Emotic Masked Autoencoder with Attention Fusion for Facial Expression Recognition
This work addresses dataset limitations for FER applications in computer vision, but it appears incremental as it builds on existing methods like MAE-Face and attention mechanisms.
The paper tackles the problem of limited datasets in Facial Expression Recognition (FER) by integrating a self-supervised learning method with a multi-view Fusion Attention mechanism, resulting in improved performance on the Aff-wild2 dataset.

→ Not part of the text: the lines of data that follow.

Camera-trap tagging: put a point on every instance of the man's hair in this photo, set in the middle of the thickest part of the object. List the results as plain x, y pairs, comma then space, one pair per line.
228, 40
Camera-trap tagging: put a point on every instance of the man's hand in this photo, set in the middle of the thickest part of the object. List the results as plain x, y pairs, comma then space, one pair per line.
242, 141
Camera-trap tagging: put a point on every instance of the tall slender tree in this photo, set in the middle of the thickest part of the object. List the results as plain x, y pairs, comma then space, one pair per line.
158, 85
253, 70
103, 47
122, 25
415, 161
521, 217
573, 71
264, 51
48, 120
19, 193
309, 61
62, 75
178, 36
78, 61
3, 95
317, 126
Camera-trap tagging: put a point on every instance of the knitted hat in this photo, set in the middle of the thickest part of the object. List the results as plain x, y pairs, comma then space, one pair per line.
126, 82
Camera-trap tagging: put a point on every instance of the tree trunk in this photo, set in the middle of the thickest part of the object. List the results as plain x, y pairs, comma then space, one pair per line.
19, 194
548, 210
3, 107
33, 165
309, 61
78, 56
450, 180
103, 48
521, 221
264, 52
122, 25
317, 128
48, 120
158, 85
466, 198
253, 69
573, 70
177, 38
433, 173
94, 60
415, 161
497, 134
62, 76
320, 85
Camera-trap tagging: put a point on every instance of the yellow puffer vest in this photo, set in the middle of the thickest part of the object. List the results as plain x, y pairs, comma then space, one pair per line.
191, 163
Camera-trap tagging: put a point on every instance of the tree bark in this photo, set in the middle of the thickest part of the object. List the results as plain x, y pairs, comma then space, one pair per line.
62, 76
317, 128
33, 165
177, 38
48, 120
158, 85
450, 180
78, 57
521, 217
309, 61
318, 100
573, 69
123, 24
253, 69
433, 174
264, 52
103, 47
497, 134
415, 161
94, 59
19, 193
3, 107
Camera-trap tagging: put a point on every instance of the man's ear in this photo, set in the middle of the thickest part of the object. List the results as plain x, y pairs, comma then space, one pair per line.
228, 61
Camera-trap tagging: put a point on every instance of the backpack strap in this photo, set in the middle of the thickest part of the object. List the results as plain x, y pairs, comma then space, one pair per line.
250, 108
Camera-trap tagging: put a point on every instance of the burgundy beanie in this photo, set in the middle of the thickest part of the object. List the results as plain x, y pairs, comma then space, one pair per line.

Facial Expression Recognition (FER) is a critical task within computer vision with diverse applications across various domains. Addressing the challenge of limited FER datasets, which hampers the generalization capability of expression recognition models, is imperative for enhancing performance. Our paper presents an innovative approach integrating the MAE-Face self-supervised learning (SSL) method and multi-view Fusion Attention mechanism for expression classification, particularly showcased in the 6th Affective Behavior Analysis in-the-wild (ABAW) competition. By utilizing low-level feature information from the ipsilateral view (auxiliary view) before learning the high-level feature that emphasizes the shift in the human facial expression, our work seeks to provide a straightforward yet innovative way to improve the examined view (main view). We also suggest easy-to-implement and no-training frameworks aimed at highlighting key facial features to determine if such features can serve as guides for the model, focusing on pivotal local elements. The efficacy of this method is validated by improvements in model performance on the Aff-wild2 dataset, as observed in both training and validation contexts.